古稀を過ぎると年月の流れが速まり、人生の終焉にむかう。

伊賀越えの危機

2007-07-05 | フォトエッセイ&短歌
江戸散歩-1〔満州は肩が凝るから、楽しい話も入れて下さい。それじゃマア〕
 
 天正10年6月2日、日本史上最も有名なクーデターとされる<本能寺の変>で天下布武の夢を断ち切られた織田信長は紅蓮の炎の中で自刃した。本能寺の変があったその日、家康徳川は信長へ会いに行くために近臣30人の丸腰状態で堺にいた。次のターゲットは家康である。
 明智勢力下となった京・大坂の地で討たれるか、自決か、脱出か。イチかバチか、主要街道を捨て間道を抜けて領国・三河への脱出を決行する事になった。家康の生涯で最大の危機と著される<伊賀越えの危機>である。
 岡崎城までは210キロ。一行の前には家康の首を狙う、落ち武者狩り、山賊、一揆が待ちかまえている。あらゆる懐柔手段を労して決死の逃避行を進めながらやがて伊賀、甲賀の土豪・忍者・農民・商人などを味方につけることに成功する。そして3日間の悪戦苦闘の末に岡崎城下にたどり着く。 この時に情報探索・陽動謀略・機微迅速をものにして家康を守護したのが伊賀の忍者集団であった言われる。

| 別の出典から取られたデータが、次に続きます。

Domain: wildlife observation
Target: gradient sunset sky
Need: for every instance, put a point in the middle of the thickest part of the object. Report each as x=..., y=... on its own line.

 明智光秀を討った秀吉が天下統一を進めていくなか、危機を脱した家康も三河の片田舎で勢力を強大化し「小牧・長久手の戦い」では秀吉軍を圧倒し和睦に持ち込んだ。秀吉にとっては何とも目障りなタヌキ親爺だったのだろう。伊達政宗を服属させ天下統一を宣言した翌月に葦の生い茂る江戸に追いやってしまった。
 家康の本格的な城づくり・街づくりが始まるのは秀吉死後の1603年、征夷大将軍:江戸幕府開設後である。

  *幕府開設から4世紀 空に伸びる江戸の現在:東京オフイス街

 <伊賀越え>に従っていたメンバーに服部半蔵正成(はっとりはんぞうまさなり)の名が見える。伊賀者・半三保長の息子で彼の支配下の忍者達が家康の危機を救ったのだ。感服した家康は伊賀同心(忍者集団)として200名を召しだし、与力30騎とともに服部半蔵の支配下に組み入れた。
 以降、半蔵指揮官はこの忍者集団を率いて数々の戦闘を繰り広げ戦功を重ねて「鬼半蔵」と称され、8000石を領し徳川16将の一人に列せられたている。

     

 やがて幕府は安定期を迎えるが、江戸城近辺の警備を担当する事になる服部家(通称:半蔵)は西の丸の門外に伊賀同心の頭目として屋敷を与えられた。いつの頃からかその門が《半蔵門》と呼ばれることになる。将軍が非常時に脱出するための門だったともいわれる。現在でもなかなか警備は堅固で半蔵もスパイダーマンに変身しないと突破出来まい。